You do have some characteristics of a constricted or tuberous breast. There is a shortened distance between the nipple and the crease, with some constriction of the lower pole of your breast. There is some "puffiness" of your areola. Overall, your anatomy represents a mild form of tuberous breasts.

My recommendation would be breast augmentation performed through an incision in the crease below your breast. This gives excellent access to the pocket where the implant is placed, and allows lowering of your inframammary fold (if needed), constricting bands in the lower aspect of your breast can be divided. Dividing these bands allows the lower pole of your breast to expand and become more rounded.

Austin Hayes, MD
Portland Plastic Surgeon
5.0 out of 5 stars 32 reviews

Do I have constricted breasts? Tuberous breasts?

You do have some characteristics of a constricted or tuberous breast, though on the milder end of the spectrum. You do have a tight lower pole with a shorter distance from nipple to inframammary crease, and your best result would be from an approach that allows proper release of the lower pole...dividing any constricting bands, radial scoring of the breast parenchyma if needed, lowering of the inframammary fold if needed (based on measurements with the lower pole on stretch). I would not recommend the TUBA or transaxillary approach, nor the periareolar approach (though it provides better access for lower pole alteration than the first two), but instead the inframammary approach which allows the best access, the lowest risk of capsular contracture, ability to directly fix the new inframammary crease if it needs to be lowered (to reduce the risk of implant dropout), and the scar is hidden under the breast.

Robert M. Grenley, MD
Seattle Plastic Surgeon
4.9 out of 5 stars 87 reviews

Analysis of breast shape

Hi.  You only have a few of the classic characteristics of the tuberous breast.  For example, your distance from nipple to crease looks a little short, and the nipple position is slightly low.  I would advise a peri-areolar approach to do a lift, and perhaps some radial scoring of the lower breast tissue, internally.  An implant could be placed to give you more volume.  

I would personally advise against a TUBA or transaxillary approach.  Although they have less scarring on the breast, they are also less effective in dealing with the issues you have.

All the best,

Thomas Fiala, MD
Orlando Plastic Surgeon
4.9 out of 5 stars 79 reviews

Do I have constricted breasts? Tuberous breasts?
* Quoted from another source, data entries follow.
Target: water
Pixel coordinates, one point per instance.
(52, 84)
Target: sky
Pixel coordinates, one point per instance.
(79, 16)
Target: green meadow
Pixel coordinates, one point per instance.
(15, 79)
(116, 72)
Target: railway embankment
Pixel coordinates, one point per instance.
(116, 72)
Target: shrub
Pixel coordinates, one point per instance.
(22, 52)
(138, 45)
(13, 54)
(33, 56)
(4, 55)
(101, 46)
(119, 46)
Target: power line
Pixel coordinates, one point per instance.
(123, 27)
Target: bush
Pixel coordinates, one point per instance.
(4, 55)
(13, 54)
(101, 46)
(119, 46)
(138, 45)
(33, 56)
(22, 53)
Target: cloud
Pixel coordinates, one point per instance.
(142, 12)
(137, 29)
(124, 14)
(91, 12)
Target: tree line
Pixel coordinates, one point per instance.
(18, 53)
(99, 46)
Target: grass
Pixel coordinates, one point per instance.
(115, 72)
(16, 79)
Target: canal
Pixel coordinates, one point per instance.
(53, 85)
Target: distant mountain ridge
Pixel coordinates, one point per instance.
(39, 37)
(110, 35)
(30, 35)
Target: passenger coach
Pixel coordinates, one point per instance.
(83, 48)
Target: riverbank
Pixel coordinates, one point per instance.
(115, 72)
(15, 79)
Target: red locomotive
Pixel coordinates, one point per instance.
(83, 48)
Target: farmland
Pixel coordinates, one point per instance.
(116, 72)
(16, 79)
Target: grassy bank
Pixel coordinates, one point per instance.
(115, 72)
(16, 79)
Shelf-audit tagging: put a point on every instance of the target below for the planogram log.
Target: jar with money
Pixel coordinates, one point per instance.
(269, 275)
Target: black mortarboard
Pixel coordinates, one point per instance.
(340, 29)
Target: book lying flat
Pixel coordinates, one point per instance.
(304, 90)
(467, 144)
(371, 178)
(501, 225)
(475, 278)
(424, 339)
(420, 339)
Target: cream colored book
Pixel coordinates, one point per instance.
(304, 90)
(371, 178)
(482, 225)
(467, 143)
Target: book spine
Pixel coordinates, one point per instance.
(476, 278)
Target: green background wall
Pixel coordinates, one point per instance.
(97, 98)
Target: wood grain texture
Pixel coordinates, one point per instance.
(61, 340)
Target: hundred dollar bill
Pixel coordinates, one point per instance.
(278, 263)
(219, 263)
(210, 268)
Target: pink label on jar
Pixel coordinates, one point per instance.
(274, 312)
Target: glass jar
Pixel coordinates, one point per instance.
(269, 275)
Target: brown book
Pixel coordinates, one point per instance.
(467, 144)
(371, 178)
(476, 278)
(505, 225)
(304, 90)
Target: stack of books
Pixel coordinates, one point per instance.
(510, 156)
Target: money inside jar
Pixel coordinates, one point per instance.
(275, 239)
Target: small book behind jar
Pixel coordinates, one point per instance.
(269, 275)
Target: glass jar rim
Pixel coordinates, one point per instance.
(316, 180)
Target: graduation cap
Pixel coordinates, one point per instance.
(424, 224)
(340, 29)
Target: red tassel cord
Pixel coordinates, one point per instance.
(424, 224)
Thank you for the question and pictures.
I think your breast photos do demonstrate some of the characteristics seen with tubular (constricted) his breast. For example, the distance from the areola to inframammary folds seems to be tight and relatively short. Your inframammary folds seem to be widely spaced from the midline of your chest. The areola do demonstrate some features associated with tubular breast such as an increased width and “puffiness”.

You will benefit from an in-person consultation with well experienced board-certified plastic surgeons. This consultation will allow for accurate advice that is best provided after a thorough history, physical examination, and detailed discussion of your goals. There are a lot of factors to consider when making recommendations; for example your life circumstances ( planned pregnancies, psychosocial situation…) and tolerance for scars are factors that should be taken into consideration by you and your plastic surgeon.

Based on your photographs and description of concerns, it is likely that you will benefit from breast augmentation plus/minus areola reduction surgery (to improve the "puffy" areola concerns).
I hope this, and the attached link (dedicated to corrective surgery for patients with tuberous/constricted breasts) helps. Best wishes.

Tom J. Pousti, MD, FACS
San Diego Plastic Surgeon
5.0 out of 5 stars 1,488 reviews

These answers are for educational purposes and should not be relied upon as a substitute for medical advice you may receive from your physician. If you have a medical emergency, please call 911. These answers do not constitute or initiate a patient/doctor relationship.